Boeing recently completed its formal requalification of the CST-100 Starliner’s flight software in preparation for its next flight. The autonomous spacecraft will fly to the International Space Station during a second uncrewed flight test, Orbital Flight Test-2, in March, ahead of a first crewed flight with NASA astronauts later this year.
Teams in Houston and across the country conducted a full review of Starliner’s flight software and the process by which mission modifications or upgrades will be formally qualified in the future.
“The work this team put into exhaustively wringing out our software is a defining moment for the program,” said John Vollmer, Starliner vice president and program manager. “We’re smarter as a team having been through this process, and most importantly, we’re smarter as a human spaceflight community.”
The team began by evaluating Starliner’s software requirements and the testing associated with its verification. Reviews were conducted to ensure Starliner’s Houston-based Avionics and Software Integration Lab, or ASIL, was sufficiently outfitted and configured to support all testing. Additional assessments were made to verify the complete integration of software with all recommended flight hardware. Software engineers also validated all the simulators and emulators to ensure they were accurate models.
The team then conducted a series of tests to confirm Starliner’s updated software met design specifications.
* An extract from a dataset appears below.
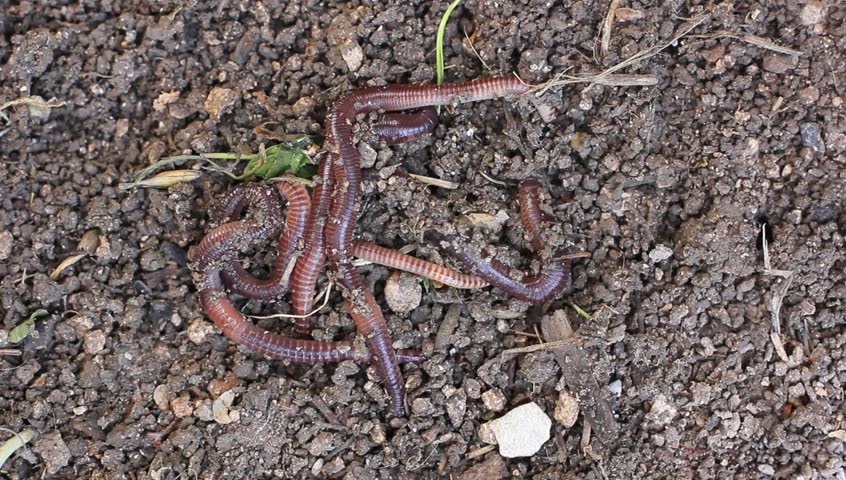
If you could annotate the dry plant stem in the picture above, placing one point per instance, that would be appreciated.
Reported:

They also conducted static and dynamic tests inside the software integration lab, including hundreds of cases ranging from single command verifications to comprehensive end-to-end mission scenarios with the core software.
When the COVID-19 pandemic threatened the team’s progress, the program swiftly transitioned to virtual work, and enlisted support from across the company.
“Throughout all the turmoil 2020 handed us, this team remained energetic and inspired to be successful,” said Aaron Kraftcheck, Starliner’s software test and verification manager. “They want to do their very best for their country and their fellow citizens by helping to restore the pride NASA has in flying humans safely in space.”
Hardware and software integrated test events are planned with the spacecraft’s launch vehicle provider, United Launch Alliance, to further strengthen that portion of the qualification test regimen, and with NASA’s International Space Station program to verify Starliner’s code is robust and error-free throughout joint docking and undocking operations.
Boeing will then run through an end-to-end simulation of the OFT-2 test flight in the company’s ASIL using flight hardware and the final versions of Starliner’s flight software to accurately model the spacecraft’s expected behavior. The simulation will be conducted over several days and includes complete pre-launch to docking and undocking to landing events.
“As we continue carrying out these critical milestones and reviews, we remain true to our values of safety, quality and integrity,” Vollmer said. “Completing OFT-2 brings us one step closer to our end goal of transporting astronauts to and from the International Space Station this year.”